Je pensais pas que c’était si dur la vie d’un collier de perles. C’est vrai que moi à force de changer à chaque fois de propriétaire, j’en avais assez ! C’est vrai, moi comme tout être, j’ai besoin d’une vie stable pour m’épanouir. Surtout ces temps-ci, je me souviens mon propriétaire était Jamal, sa peau était si douce…mais il était souffrant et ça, même un collier de perles le ressentait.  Sa peau n’était plus aussi douce qu’avant et je sentais son cou se contracter dès qu’il toussait fort et continuellement. Un jour, je me souviens tout était sombre, cela devait être ce qu’on appelle la nuit. Je ne voyais rien, je ne sentais rien.  Puis je me mis à sentir de nouveau une peau douce. Mon propriétaire était donc guéri, oui c’est ça, il était guéri !

Mais un matin, mes espoirs de guérison pour que mon propriétaire aille enfin mieux étaient anéantis. Lorsque mon propriétaire s’était regardé dans la glace comme à son habitude, je vis un autre homme, plus jeune, plus beau, je reconnaissais ce visage, c’était celui de son frère Soleiman. Avec lui, je parcourais chaque jour de nouvelles terres, nous voyions de nouveaux visages. Cela était très différent de la vie de mon ancien propriétaire.

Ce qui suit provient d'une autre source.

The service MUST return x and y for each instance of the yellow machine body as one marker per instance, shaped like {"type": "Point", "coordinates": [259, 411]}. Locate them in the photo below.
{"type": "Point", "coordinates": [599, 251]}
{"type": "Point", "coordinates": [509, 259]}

Un jour, mon propriétaire m’avait abandonné, je me souviens de cet endroit, c’était le même type d’endroit dans lequel mon premier propriétaire avait fait de moi son collier. Oui c’est ça, j’étais son collier de perles, il ne pouvait me quitter, j’étais comme qui dirait son porte bonheur. Cet endroit là, était ce que les hommes appelaient un marché. Il y avait un homme qui se tenait assis, il semblait triste. Mon propriétaire se dirigea vers lui. Et il lui dit tout d’un coup : « Massambalo ».

Oui je me souviens, j’avais déjà entendu ce mot. En puisant dans mes souvenirs, j’en avais conclu que ce mot « Massambalo », était le nom du dieu des émigrés, qui lance à travers le continent des ombres pour veiller sur les peuples en souffrance.

L’homme sembla surpris durant un premier temps, puis il acquiesça de la tête.

Ensuite mon propriétaire, me donna à cet étranger dont je n’avais jamais vu le visage.

Il me toucha du bout des doigts et me mit à son cou. Tout de suite, je sentis une odeur forte, tenace mais que je ne pouvais distinguer. Mon nouveau propriétaire marchait la nuit, on entendait le vacarme de ces choses qu’on appelait des camions.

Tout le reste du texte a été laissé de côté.